This Week in Texas Methodist HIstory October 31
This week begins a two part series in which we will tell the stories of two Northwest Texas Conference preachers who withdrew from the conference under pressure. One was a modernist and the other a fundamentalist. The cases are interesting because both men were among the most prominent preachers of their conference.
The battles over modernism in the Methodism are most famous in the 1920s, but the case of James Dickson Shaw (1841-1926) shows that disputes over modernism existed decades earlier.
Shaw was born in Walker County, served in the Confederate Army and then taught at Marvin College. In 1878 he was appointed to Fifth Street Methodist Church in Waco. Annual conferences in those days had to pass on the character of each preacher individually. When Shaw’s name was called at the Northwest Texas Annual Conference meeting at Cleburne on November 2, 1882, no one could say anything negative about his character or his behavior, but his presiding elder reported rumors criticizing his doctrinal purity. A committee was appointed to examine the rumors. Shaw appeared before the three person committee and told them that he had modified his opinions concerning the inspiration of the scriptures, the divinity of Jesus, the vicarious atonement, and the punishment of the wicked.
The committee reported their findings to the full conference, concluding that his views were “detrimental to religion and injurious to the church.” Shaw asked for time to withdraw rather than be expelled and also asked for time to address the annual conference in a farewell speech.
On Saturday, November 4, Shaw delivered that farewell and resigned not just from the conference but from his various offices including an editorship of the Texas Christian Advocate, one of the curators of Southwestern University, Secretary of the Board of Missions, member of the Board of Publications of the Advocate, and member of the General Board of Missions.

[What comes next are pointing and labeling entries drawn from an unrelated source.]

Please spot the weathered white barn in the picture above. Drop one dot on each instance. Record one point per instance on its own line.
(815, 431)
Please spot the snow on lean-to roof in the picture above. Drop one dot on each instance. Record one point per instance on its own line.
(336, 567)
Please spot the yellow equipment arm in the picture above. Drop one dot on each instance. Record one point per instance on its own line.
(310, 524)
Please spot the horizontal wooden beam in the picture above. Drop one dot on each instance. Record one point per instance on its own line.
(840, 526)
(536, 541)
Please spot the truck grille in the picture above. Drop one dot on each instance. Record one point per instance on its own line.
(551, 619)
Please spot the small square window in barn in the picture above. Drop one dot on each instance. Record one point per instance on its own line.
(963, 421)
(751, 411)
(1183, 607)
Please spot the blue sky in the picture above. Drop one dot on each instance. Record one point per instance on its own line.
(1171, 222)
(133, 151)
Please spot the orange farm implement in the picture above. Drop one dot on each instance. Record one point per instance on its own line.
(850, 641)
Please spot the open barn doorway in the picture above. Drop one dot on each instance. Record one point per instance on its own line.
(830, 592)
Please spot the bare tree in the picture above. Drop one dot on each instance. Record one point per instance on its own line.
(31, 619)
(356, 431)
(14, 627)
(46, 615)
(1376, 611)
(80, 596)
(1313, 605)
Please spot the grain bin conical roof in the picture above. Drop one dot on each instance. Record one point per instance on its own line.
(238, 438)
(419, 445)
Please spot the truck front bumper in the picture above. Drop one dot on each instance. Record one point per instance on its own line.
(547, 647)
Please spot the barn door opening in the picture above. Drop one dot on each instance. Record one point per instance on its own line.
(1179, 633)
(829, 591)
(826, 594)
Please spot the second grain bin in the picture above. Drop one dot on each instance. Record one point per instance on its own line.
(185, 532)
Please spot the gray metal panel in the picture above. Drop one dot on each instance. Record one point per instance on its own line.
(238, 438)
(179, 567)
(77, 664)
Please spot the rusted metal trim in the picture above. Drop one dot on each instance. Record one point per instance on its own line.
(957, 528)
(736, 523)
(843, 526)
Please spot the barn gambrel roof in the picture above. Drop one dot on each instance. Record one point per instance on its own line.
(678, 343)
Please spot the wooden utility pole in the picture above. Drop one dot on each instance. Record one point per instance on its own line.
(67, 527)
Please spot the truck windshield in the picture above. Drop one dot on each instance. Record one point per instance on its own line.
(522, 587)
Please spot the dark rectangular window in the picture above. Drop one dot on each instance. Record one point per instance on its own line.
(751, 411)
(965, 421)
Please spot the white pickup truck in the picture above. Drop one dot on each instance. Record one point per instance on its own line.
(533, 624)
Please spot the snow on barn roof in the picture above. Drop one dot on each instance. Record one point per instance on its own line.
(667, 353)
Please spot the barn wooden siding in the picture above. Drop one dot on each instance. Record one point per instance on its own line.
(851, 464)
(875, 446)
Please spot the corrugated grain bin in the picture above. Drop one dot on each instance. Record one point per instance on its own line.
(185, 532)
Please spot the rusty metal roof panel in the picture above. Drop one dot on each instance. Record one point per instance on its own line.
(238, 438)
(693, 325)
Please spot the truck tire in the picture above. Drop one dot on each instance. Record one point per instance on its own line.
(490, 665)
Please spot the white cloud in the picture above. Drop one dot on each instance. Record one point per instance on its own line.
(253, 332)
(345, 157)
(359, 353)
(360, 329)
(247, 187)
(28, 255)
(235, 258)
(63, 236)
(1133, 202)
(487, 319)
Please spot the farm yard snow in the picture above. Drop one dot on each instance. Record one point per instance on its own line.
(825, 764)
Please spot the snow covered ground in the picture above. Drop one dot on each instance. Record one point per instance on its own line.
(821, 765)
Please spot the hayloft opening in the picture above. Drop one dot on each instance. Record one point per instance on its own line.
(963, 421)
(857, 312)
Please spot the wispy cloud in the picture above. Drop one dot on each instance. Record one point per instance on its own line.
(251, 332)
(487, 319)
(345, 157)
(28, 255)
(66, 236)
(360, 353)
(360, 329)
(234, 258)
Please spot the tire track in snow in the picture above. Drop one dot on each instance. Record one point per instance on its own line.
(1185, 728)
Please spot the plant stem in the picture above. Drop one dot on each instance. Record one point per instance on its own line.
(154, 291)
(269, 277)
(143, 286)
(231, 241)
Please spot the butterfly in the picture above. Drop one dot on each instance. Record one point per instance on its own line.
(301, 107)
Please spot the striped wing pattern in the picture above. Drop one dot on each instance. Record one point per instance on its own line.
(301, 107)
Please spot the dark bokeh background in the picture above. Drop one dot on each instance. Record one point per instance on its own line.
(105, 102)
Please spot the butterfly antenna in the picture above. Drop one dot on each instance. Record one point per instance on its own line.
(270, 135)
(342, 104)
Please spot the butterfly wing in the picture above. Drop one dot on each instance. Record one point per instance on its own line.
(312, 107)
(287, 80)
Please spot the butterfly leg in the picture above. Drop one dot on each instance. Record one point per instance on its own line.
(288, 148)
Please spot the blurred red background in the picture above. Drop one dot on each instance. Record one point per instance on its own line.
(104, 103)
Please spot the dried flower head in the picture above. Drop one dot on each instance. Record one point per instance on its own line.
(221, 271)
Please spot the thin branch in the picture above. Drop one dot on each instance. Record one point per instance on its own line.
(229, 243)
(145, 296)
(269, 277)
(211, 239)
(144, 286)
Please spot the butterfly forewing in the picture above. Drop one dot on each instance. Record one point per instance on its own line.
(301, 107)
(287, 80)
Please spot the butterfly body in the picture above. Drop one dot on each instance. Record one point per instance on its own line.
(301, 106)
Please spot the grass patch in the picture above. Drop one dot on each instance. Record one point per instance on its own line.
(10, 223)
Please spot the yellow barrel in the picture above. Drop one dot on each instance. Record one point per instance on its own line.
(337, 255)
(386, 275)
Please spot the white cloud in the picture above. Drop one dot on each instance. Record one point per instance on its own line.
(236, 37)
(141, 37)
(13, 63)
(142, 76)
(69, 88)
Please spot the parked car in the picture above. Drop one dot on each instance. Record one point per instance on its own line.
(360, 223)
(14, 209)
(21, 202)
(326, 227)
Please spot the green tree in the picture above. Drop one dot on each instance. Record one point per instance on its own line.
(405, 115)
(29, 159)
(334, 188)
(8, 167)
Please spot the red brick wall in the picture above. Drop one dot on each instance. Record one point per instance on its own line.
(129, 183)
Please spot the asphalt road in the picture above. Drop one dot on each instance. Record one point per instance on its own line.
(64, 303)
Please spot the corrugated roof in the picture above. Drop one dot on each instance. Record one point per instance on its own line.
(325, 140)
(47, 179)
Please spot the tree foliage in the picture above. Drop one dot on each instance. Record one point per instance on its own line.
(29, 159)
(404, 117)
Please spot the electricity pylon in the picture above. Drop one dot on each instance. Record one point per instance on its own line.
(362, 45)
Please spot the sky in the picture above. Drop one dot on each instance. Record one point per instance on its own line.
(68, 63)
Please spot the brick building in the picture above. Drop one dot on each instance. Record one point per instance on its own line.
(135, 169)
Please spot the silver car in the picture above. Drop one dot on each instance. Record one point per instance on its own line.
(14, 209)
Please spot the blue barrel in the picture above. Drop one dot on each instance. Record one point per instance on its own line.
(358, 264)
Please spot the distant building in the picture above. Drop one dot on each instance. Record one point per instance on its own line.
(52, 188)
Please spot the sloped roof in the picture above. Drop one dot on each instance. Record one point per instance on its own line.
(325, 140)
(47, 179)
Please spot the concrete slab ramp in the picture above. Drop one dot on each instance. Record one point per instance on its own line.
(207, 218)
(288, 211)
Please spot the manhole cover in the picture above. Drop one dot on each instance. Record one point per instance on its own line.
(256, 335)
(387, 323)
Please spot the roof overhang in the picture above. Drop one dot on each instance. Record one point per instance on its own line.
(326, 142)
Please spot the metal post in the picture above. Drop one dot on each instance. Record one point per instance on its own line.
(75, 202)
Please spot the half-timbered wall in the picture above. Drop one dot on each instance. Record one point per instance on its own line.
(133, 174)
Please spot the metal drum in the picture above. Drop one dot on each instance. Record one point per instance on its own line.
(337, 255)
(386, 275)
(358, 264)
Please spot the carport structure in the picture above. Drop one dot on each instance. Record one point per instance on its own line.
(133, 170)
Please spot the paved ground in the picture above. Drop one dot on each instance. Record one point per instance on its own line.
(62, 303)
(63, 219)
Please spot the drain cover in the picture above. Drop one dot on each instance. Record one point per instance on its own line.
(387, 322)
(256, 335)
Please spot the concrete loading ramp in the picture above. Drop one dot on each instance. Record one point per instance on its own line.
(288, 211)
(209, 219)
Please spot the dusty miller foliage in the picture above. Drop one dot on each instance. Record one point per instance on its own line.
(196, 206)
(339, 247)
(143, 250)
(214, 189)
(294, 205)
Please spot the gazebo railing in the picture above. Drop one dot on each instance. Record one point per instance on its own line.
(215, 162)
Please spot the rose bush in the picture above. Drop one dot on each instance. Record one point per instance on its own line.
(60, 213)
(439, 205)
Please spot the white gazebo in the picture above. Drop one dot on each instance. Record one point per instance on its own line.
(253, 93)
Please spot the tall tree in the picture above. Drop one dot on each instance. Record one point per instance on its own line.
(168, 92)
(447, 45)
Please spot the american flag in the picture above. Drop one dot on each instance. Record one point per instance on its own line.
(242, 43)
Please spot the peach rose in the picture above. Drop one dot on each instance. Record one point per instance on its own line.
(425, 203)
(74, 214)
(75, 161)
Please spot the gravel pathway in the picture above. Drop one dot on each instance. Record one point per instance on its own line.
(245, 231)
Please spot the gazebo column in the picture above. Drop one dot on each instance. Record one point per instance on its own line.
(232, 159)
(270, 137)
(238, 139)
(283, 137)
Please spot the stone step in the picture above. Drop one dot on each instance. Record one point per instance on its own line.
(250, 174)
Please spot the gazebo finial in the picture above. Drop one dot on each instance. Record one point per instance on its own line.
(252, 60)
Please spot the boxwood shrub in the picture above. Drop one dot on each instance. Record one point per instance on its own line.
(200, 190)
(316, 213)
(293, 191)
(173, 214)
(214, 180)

Shaw moved back to Waco and only a month after the conference, on Dec. 2, 1882, was instrumental in forming the Religious and Benevolent Association. In 1883 that association began publishing the Independent Pulpit, a monthly twenty-four page magazine that championed the modernist cause. By 1884 the Association had grown large enough to build its own building, Liberal Hall. The Independent Pulpit circulated beyond Texas, and Shaw gave weekly lectures.
Naturally those lectures attracted the scorn of more orthodox preachers. Waco Baptist, B. H. Carroll preached a sermon, “The Agnostic,” aimed directly at members of the Society. The Religious and Benevolent Society did not last. Liberal Hall burned in 1889 and was not rebuilt.
Shaw’s personal life was filled with tragedy. His first wife died leaving him to raise five young children. His second wife also died. In 1910 he moved to California to live with one of his daughters. After his death in 1926, his ashes were returned to Waco.